We are interested in the interactions between science education and science popularization from the perspective of history and social science. For more than a decade scholarship in these fields has recognized the central role of pedagogy and training in creating new scientists and structuring research practice. This scholarship has also expanded its inquiry to encompass the impact of science and technology on diverse publics in a range of popular media, including print publications, the internet, and entertainment programs. While formal professional training is one segment of science education, the informal educational opportunities offered in these media, together with K–12 science curricula, have a potentially universal reach. In short, the representation of science and its history shapes fundamental conceptions of what science is and what it should be.
We seek to initiate discussion in these areas of inquiry in order to problematize and better understand the categories of “education,” “popularization,” and their histories across diverse sites of potential teaching and learning. Our keynote speakers will be John Rudolph, department chair of curriculum and instruction at the University of Wisconsin, Madison, and Kathryn Olesko, associate professor for the School of Foreign Service and the history department of Georgetown University.
We invite proposals on a broad range of topics and questions, including but not limited to
- Science education and the practice of science
How do laboratory practices of teaching and research shape one another? At what point does a science student become a professional scientist, and what are the effects of the ambiguous timing of that transition?
- Systems of science education
How are the structures of formal science education built, maintained, and overhauled? What historical forces have shaped and continue to shape educational systems in current use?
- The use of history in teaching science
What messages or skills are historical narratives of science used to teach, overtly or tacitly? Who decides what stories are told and how? How do those narratives translate into student conceptions of historical and current science? How do they affect perceptions of the racial, class, and gendered dimensions of science?
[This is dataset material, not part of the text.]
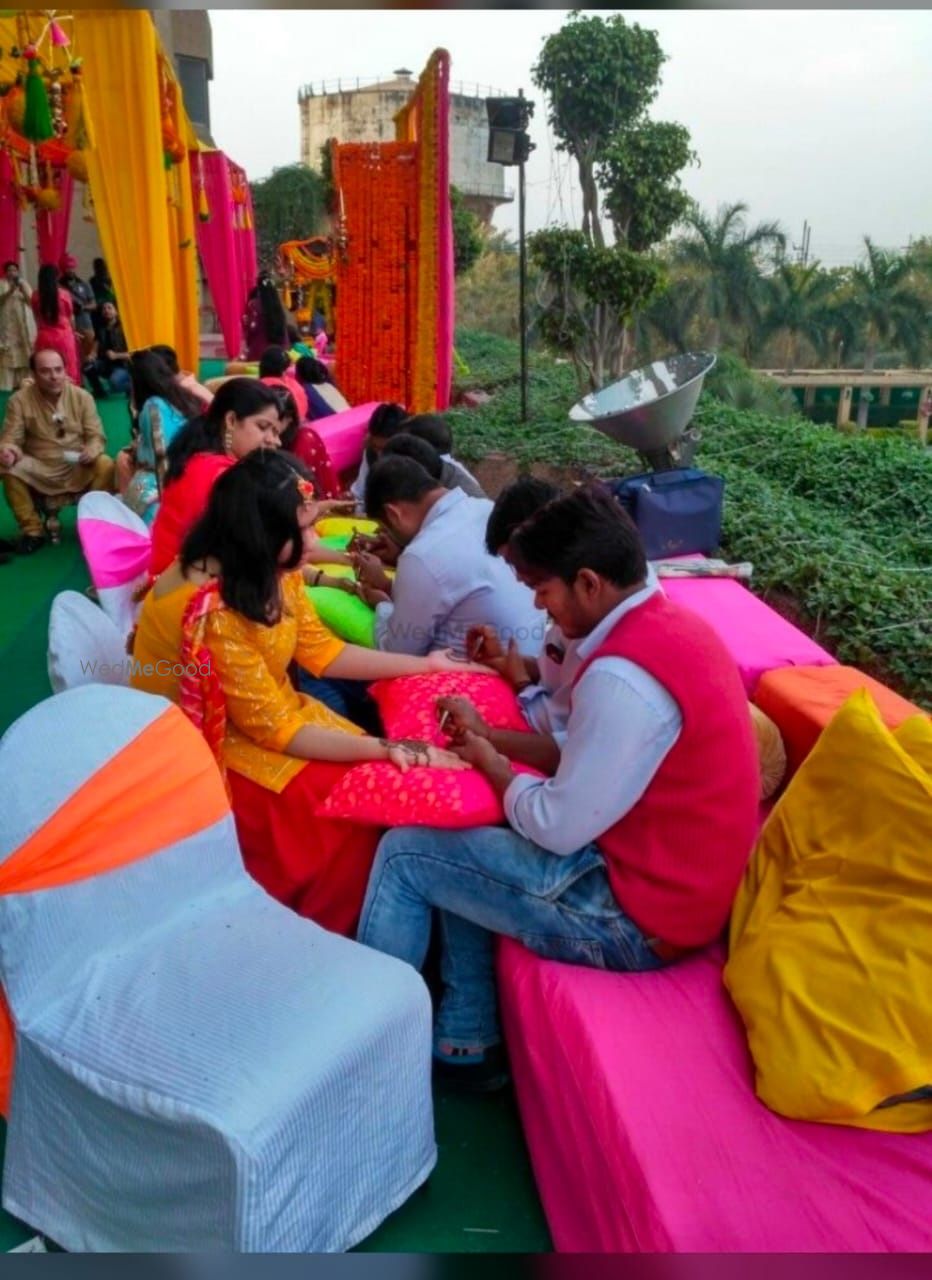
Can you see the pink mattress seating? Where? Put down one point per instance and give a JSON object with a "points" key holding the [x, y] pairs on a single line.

- Popularization as science education
What are the histories and effects of narratives created by science-related media? How and why have fictional portrayals of science changed? How have popular media narratives contributed to the public image and self-image of the scientist?
- Popular histories of science
How have portrayals of the history of science in popular media changed in television, books, movies, and online? Why do specific histories become popular (in any sense of the term) over time, who chooses them, and for what purposes?
Please submit an abstract or session proposal of up to 250 words per presentation and a two-page CV for each participant to email@example.com. We encourage proposals particularly for assembled panels, roundtables, or alternative session formats, especially those including participants from a range of institutions. (Please include an additional 250-word session summary per panel.) Interested senior scholars are invited to contact us directly about serving as panel moderators and discussants.
The deadline for all submissions is February 3, 2020, and notification of acceptance will be made by February 28. Conference travel and accommodation subsidies are available for accepted speakers.